GW Writing Center cultivates confident writers in the University community by facilitating collaborative, critical, and inclusive conversations at all stages of the writing process. Working alongside peer mentors, writers develop strategies to write independently in academic and public settings. Appointments can be booked online at gwu.mywconline.

Support For Students in and Outside the Classroom

Disability Support Services (DSS) 202-994-8250

Any student who may need an accommodation based on the potential impact of a disability should contact Disability Support Services at disabilitysupport.gwu.edu to establish eligibility and to coordinate reasonable accommodation.

Student Health Center 202-994-5300, 24/7

The Student Health Center (SHC) offers medical, counseling/psychological, and psychiatric services to GW students. More information about the SHC is available at healthcenter.gwu.edu. Students experiencing a medical or mental health emergency on campus should contact GW Emergency Services at 202-994-6111, or off campus at 911.

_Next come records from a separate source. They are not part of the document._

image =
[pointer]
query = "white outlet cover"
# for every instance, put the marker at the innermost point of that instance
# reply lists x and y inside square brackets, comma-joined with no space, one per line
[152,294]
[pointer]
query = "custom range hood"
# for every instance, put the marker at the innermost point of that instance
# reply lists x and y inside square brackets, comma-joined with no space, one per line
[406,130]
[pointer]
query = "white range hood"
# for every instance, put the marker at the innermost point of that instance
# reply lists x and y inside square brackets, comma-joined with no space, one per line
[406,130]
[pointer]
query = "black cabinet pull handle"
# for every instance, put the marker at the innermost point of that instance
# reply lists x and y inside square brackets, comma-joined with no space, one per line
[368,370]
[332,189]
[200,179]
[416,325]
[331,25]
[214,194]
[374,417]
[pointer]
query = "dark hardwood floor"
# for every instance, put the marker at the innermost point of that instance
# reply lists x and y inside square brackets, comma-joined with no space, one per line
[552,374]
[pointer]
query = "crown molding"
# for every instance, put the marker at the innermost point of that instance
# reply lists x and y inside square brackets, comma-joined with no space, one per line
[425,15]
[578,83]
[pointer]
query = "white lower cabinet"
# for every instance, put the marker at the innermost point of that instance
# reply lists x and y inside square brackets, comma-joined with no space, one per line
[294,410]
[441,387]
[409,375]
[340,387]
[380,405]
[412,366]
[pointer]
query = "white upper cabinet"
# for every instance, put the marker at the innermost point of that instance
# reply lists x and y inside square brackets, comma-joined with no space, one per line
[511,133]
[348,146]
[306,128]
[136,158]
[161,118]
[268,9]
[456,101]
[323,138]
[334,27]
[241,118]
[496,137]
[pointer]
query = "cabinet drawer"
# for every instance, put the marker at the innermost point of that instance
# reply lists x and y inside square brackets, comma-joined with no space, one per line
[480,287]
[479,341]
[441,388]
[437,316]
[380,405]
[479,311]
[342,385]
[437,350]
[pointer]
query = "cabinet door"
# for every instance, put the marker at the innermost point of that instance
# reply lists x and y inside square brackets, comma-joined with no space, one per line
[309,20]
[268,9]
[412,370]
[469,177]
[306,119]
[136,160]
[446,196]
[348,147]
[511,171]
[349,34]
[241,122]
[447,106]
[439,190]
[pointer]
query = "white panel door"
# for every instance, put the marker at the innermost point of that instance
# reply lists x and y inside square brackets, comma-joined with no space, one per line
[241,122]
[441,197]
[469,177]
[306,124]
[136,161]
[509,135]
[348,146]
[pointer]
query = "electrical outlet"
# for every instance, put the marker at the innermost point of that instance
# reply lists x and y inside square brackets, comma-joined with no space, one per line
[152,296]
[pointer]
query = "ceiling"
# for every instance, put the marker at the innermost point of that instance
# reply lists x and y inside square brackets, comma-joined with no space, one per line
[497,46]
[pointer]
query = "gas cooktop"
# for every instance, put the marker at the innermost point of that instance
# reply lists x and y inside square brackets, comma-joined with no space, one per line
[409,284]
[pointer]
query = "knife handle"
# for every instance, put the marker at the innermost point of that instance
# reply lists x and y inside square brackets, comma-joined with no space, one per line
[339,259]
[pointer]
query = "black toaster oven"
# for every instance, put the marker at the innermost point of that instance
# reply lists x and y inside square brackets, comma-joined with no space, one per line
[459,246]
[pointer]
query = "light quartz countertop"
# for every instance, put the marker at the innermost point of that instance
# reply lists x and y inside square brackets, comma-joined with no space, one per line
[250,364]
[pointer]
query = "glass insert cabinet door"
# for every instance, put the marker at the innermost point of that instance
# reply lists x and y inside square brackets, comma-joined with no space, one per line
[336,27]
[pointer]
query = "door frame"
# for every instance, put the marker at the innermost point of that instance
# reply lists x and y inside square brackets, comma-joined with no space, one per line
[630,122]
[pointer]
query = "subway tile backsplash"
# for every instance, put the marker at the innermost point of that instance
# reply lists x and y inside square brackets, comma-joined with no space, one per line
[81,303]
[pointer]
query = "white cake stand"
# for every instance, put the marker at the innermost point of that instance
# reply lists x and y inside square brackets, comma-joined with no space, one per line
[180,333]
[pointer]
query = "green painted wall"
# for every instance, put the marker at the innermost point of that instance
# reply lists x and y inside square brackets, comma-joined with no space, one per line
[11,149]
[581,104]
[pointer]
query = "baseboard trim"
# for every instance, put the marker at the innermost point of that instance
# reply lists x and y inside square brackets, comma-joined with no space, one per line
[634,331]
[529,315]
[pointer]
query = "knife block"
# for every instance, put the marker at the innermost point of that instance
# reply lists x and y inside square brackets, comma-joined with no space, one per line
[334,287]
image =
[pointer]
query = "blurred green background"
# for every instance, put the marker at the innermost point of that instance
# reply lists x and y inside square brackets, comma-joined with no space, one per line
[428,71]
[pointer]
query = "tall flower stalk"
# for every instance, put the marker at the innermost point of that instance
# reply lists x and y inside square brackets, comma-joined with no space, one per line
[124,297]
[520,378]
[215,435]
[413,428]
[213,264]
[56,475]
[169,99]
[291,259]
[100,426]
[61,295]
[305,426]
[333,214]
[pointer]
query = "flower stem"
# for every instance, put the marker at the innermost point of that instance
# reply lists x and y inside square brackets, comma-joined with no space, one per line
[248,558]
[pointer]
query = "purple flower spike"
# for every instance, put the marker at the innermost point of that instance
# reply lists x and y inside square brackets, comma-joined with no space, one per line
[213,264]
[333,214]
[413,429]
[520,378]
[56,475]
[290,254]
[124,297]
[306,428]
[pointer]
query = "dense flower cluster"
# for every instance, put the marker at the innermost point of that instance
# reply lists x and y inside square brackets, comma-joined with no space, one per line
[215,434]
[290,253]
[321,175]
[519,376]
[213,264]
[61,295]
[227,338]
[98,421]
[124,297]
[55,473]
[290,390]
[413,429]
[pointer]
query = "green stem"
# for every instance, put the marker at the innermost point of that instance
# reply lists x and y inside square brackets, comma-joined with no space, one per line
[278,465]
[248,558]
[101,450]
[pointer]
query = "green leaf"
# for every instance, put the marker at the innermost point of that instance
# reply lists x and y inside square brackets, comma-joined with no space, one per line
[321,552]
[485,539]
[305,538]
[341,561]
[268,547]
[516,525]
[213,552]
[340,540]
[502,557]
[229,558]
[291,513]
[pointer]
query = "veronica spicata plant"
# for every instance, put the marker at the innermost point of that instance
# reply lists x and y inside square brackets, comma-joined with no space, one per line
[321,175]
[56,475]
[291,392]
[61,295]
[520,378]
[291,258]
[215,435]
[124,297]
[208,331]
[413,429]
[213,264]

GW Campus Emergency Information

GW Emergency Services: 202-994-6111

For situation-specific instructions, refer to GW’s Emergency Procedures guide.

GW Alert

GW Alert is an emergency notification system that sends alerts to the GW community. GW requests students, faculty, and staff maintain current contact information by logging on to alert.gwu.edu. Alerts are sent via email, text, social media, and other means, including the Guardian app. The Guardian app is a safety app that allows you to communicate quickly with GW Emergency Services, 911, and other resources. Learn more at safety.gwu.edu.

Protective Actions

GW prescribes four protective actions that can be issued by university officials depending on the type of emergency. All GW community members are expected to follow directions according to the specified protective action. The protective actions are Shelter, Evacuate, Secure, and Lockdown (details below). Learn more at safety.gwu.edu/gw-standard-emergency-statuses.

Shelter

  • Protection from a specific hazard

  • The hazard could be a tornado, earthquake, hazardous material spill, or other environmental emergency.

  • Specific safety guidance will be shared on a case-by-case basis.

Action:

  • Follow safety guidance for the hazard.

Evacuate

  • Need to move people from one location to another.

  • Students and staff should be prepared to follow specific instructions given by first responders and University officials.

Action:

  • Evacuate to a designated location.

  • Leave belongings behind.

  • Follow additional instructions from first responders.

Secure

  • Threat or hazard outside of buildings or around campus.

  • ncreased security, secured building perimeter, increased situational awareness, and restricted access to entry doors.

Action:

  • Go inside and stay inside.

  • Activities inside may continue.

Lockdown

  • Threat or hazard with the potential to impact individuals inside buildings.

  • Room-based protocol that requires locking interior doors, turning off lights, and staying out of sight of corridor window.

Action:

  • Locks, lights, out of sight

  • Consider Run, Hide, Fight

Classroom Emergency Lockdown Buttons

Some classrooms have been equipped with classroom emergency lockdown buttons. If the button is pushed, GWorld Card access to the room will be disabled, and GW Dispatch will be alerted. The door must be manually closed if it is not closed when the button is pushed. Anyone in the classroom will be able to exit, but no one will be able to get in.